Basic Networking
Communication over a network is essential for every TEE application. The TEE platform that Oyster uses, AWS Nitro Enclaves, only implements networking through a vsock interface. This means any application that uses the network needs to be modified to use vsocks instead of IP sockets. This is easier said than done because any reasonably complex application uses networking libraries that assume the existence and usage of IP stacks. Networking libraries, especially high-level libraries like http servers/clients, that use vsocks are virtually non-existent in most languages. Simple command line utilities like curl and wget do not support vsock. Nor do essential programs like Caddy, Nginx, PostgreSQL, etc. All in all, rewriting applications and workflows to use vsocks is a gargantuan task.
But don't fret, Oyster does the hard job of hiding all of the above complexity from applications and provides a simple IP interface.
Read more about Oyster's networking journey here - https://blog.marlin.org/networking-within-aws-nitro-enclaves-a-tale-of-two-proxies
Oyster families
Oyster has evolved over the years and currently supports two families of enclaves - salmon and tuna.
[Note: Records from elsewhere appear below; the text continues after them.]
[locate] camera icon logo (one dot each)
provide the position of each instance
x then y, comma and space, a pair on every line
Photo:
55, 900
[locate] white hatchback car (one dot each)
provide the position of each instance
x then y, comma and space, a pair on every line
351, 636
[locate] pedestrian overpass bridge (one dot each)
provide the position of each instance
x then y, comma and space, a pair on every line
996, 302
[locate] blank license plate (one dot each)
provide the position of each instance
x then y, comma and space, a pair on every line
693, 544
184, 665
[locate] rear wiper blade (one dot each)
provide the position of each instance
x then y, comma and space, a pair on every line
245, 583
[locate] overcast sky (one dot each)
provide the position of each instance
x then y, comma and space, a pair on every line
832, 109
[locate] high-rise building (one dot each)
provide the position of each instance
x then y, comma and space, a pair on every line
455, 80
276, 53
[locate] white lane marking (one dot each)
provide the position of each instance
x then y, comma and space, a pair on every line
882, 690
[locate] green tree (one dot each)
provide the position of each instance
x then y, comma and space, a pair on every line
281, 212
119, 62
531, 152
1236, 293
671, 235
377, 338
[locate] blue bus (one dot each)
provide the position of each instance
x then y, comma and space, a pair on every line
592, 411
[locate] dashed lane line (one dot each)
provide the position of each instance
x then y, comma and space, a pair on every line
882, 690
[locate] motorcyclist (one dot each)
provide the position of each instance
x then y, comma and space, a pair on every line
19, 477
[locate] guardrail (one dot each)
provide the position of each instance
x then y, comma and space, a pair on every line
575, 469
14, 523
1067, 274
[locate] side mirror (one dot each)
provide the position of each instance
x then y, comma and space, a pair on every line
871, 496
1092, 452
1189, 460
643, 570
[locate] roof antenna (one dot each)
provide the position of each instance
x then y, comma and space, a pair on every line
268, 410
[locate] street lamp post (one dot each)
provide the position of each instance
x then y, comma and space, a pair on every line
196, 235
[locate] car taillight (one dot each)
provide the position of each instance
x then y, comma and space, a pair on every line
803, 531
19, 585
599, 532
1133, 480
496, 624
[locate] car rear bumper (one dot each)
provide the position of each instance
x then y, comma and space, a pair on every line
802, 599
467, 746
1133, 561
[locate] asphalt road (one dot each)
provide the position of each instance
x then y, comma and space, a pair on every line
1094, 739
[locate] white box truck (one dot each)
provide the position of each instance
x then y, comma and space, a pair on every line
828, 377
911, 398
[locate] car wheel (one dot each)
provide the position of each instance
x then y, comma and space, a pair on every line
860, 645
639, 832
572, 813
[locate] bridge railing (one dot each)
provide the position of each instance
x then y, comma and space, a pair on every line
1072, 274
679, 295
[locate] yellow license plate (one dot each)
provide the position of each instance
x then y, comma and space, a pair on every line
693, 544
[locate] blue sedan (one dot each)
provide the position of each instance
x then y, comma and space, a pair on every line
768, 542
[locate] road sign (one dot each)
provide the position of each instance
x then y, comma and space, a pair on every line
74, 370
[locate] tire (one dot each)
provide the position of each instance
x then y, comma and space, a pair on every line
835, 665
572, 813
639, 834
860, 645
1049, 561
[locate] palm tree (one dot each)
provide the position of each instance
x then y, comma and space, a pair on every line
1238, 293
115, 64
Each of these families implements networking differently.
Networking in Salmon
Salmon provides separate networking paths for incoming and outgoing connections. In both cases, a combination of iptables, SO_ORIGINAL_DST and networking proxies work together to properly forward data between the application and an endpoint. The proxies run at the TCP layer by making new connections when needed, which means certain behaviour like timeouts and proper connection closing might not work as expected. The proxy implementations can be found here - https://github.com/marlinprotocol/oyster-monorepo/tree/master/networking/tcp-proxy.
Networking in Tuna
Tuna provides a common direction-agnostic networking path for both incoming and outgoing connections while having separate paths for incoming and outgoing packets (note that the diagram mentions packets, not connections). A combination of iptables, raw packets, NFQUEUE, and networking proxies work together to properly forward data between the application and an endpoint. Unlike salmon, the proxies run at the IP layer (like a router for example) by forwarding raw TCP packets, which means everything in the TCP layer works as expected. The proxy implementations can be found here - https://github.com/marlinprotocol/oyster-monorepo/tree/master/networking/raw-proxy.
Another important benefit to Tuna is no longer having to define and run separate proxies for every exposed port in the enclave. The raw proxies take care of exposing an entire public interface which programs can listen on in order to get expose ports automatically.
Security
Note that the TCP connection chain that is set up above is not fully secure. The proxy components running on the host instance are untrusted and may behave maliciously. Hence, another protocol is required to ensure integrity and privacy of communication with the endpoint. However, note that this is not a new problem - routers on the internet (e.g. ISP routers, home routers) are also untrusted components that can behave maliciously.
Fortunately, HTTPS (more specifically TLS) was built to solve exactly this problem. Therefore, any HTTPS or TLS based connections that terminate inside the enclave Just WorkTM with security and privacy preserved.
Of course, TLS is not the only protocol that provides this, applications are free to use their own protocols to maintain integrity and privacy. Spoiler alert, Oyster provides an enclave native TLS protocol called Scallop which does not rely on Web PKI.